Question 1: How do I prepare to leave the narcissist?
I have just started the attempts to get my life on track again after a year and a half of living with my seemingly narcissistic boyfriend and his definitely narcissistic mother. I feel like his mother brings out the worst in him, which further aggravated things in our relationship. And I’ve been trying not to break up with him because most days I truly believe is not him that’s the problem. The real root problem is his mother. Well I just got a job and I’m looking to move out in 4 months at least and I’m wondering what I should expect. Really I’ll only be moving around the corner, but it’ll be my space again. I tried to make this an &;quot;us&;quot; decision but my boyfriend is seemingly non committal about moving in with me later or us moving together because he’s got his room and his office at the house with his mom. I fear that he’s trying to have his cake and eat it too. Have the option of living with me, but the supposed comfort of his own room/office/space at home. But it’s that space at home with his mother that brings out the worst in him. So I guess my question is, how do I emotionally prepare myself to leave him (but not break up yet) in order to get away from his mother? I always say that if we broke up because of the tensions in place by his mother and I leave, he’ll still have his mother at the end of the day. And that’s not awesome. Is there a possibility that the spell of his dependent narcissistic mother will be broken if I’m gone? And he’ll go back to normal if we’re living together away from his mother? Because she’s really bringing out the worst in us and it is not attractive.
A: There is no way to know for sure how he will react to you moving out, but based on his noncommittal responses, I would say nothing is going to change. He will most likely stay at his mother’s house. And he will blame you for everything that went wrong and for “abandoning” him. Your intense dislike of his mother is putting him in the middle- not a good place to be. It is no wonder he is full of conflict and noncommittal responses- it is a no-win situation for him. His mother may be despicable and “bring out the worst in him”– but where is HIS responsibility for HIS actions? He sounds like an immature “mama’s boy” and that is not likely to change anytime soon. To help you stay yet prepare to leave read,” Living with a Narcissist if You Can’t Leave“, “How to Leave a Narcissist” and “How to end a Narcissistic Relationship“.
Question 2: The Healing process
My relationship ended two times in the last 42 years.
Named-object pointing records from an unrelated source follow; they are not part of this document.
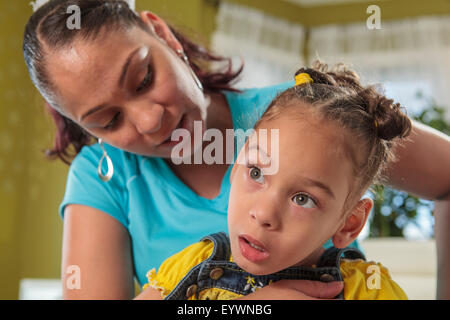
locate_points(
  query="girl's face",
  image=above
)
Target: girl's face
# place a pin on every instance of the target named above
(129, 88)
(280, 220)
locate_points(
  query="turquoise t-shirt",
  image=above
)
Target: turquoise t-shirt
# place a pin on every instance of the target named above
(162, 214)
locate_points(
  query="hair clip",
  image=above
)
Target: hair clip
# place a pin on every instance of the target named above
(302, 78)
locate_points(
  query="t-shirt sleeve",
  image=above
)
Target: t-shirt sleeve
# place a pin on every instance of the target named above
(369, 281)
(85, 187)
(175, 268)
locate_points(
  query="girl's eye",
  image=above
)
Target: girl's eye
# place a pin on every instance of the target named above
(144, 84)
(113, 122)
(304, 200)
(256, 174)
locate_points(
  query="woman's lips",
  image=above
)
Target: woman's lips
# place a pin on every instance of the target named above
(252, 249)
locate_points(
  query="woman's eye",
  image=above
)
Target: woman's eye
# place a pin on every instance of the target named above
(256, 174)
(113, 122)
(144, 84)
(304, 200)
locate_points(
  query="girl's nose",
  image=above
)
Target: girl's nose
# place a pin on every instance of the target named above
(147, 118)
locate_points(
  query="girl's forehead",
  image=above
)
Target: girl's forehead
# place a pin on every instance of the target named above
(308, 148)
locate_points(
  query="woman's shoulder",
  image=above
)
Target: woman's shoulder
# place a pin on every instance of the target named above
(248, 105)
(258, 94)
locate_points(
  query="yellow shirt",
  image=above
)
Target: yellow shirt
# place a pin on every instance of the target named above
(362, 280)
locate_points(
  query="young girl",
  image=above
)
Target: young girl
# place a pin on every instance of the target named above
(335, 138)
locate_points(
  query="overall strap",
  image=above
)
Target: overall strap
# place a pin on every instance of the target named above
(332, 256)
(221, 251)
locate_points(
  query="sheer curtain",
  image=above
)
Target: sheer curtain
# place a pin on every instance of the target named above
(407, 56)
(270, 48)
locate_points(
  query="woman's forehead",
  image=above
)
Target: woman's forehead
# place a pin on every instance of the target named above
(87, 70)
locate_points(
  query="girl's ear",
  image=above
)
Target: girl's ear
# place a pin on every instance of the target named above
(161, 29)
(353, 224)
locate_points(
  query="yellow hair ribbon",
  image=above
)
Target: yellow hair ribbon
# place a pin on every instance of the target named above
(302, 78)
I finally moved out of state to live with my son. To this day he still calls after a time of silence and has yet to apologize and has never admitted to anything. I have been told recently what else can you make up with your vivid imagination . The bed was never moved in the room. I’m crazy, it moved when he changed the sheets. Even though it’s an old Mediterranean style that weighs a ton Channing sheets when we were together the bed never moved. I have witness’s that saw him in the bar with her. He admitted he gave her a ride home but doesn’t give a s**t about her. He is so out of it with his gas lighting that he thinks I can’t figure it out. I just want to know if I will get it through my head he is a Narcissist and I am sane. It’s been 42 years and I finally searched for books on surviving. However, I have to get them out and read them over and over, so am I ok? Or does he have me trapped. I have to continually go back and validate to myself I’m not cray, is this normal in the healing process.
A: Yes, it is normal, especially as you have been gaslighted and manipulated for 42 years. You will have good days and bad days but you WILL get your “self” back and become more confident about your sanity and emotionally strong as time goes on. Don’t wait for an apology- it will not be forthcoming. If he is still engaging in “crazy-making” with you, why are you still talking to him? The sane thing to do now is to go No Contact. Please read the article on going No Contact. At first you will think of a dozen reasons why you HAVE to call him- they are all excuses. You won’t be able to fully heal until you get him OUT of your life.
Question 3: Is Narcissism culture dependent?
I think I know the answer to this-are men from other cultures like Asia and/ or India more narcissistic than some American males?
A: A classic narcissist- as in full blown NPD- knows no geographical boundaries. It is true that in some cultures mild narcissistic behaviors or narcissistic tendencies are encouraged but that does not mean those men are all narcissists–they will just have a few specific behaviors at a milder degree than a true narcissist. Those men still have empathy and don’t engage in gaslighting. Cultures that place an emphasis on the individualare more likely to see manifestations of narcissism than cultures that emphasize the ‘greater good’.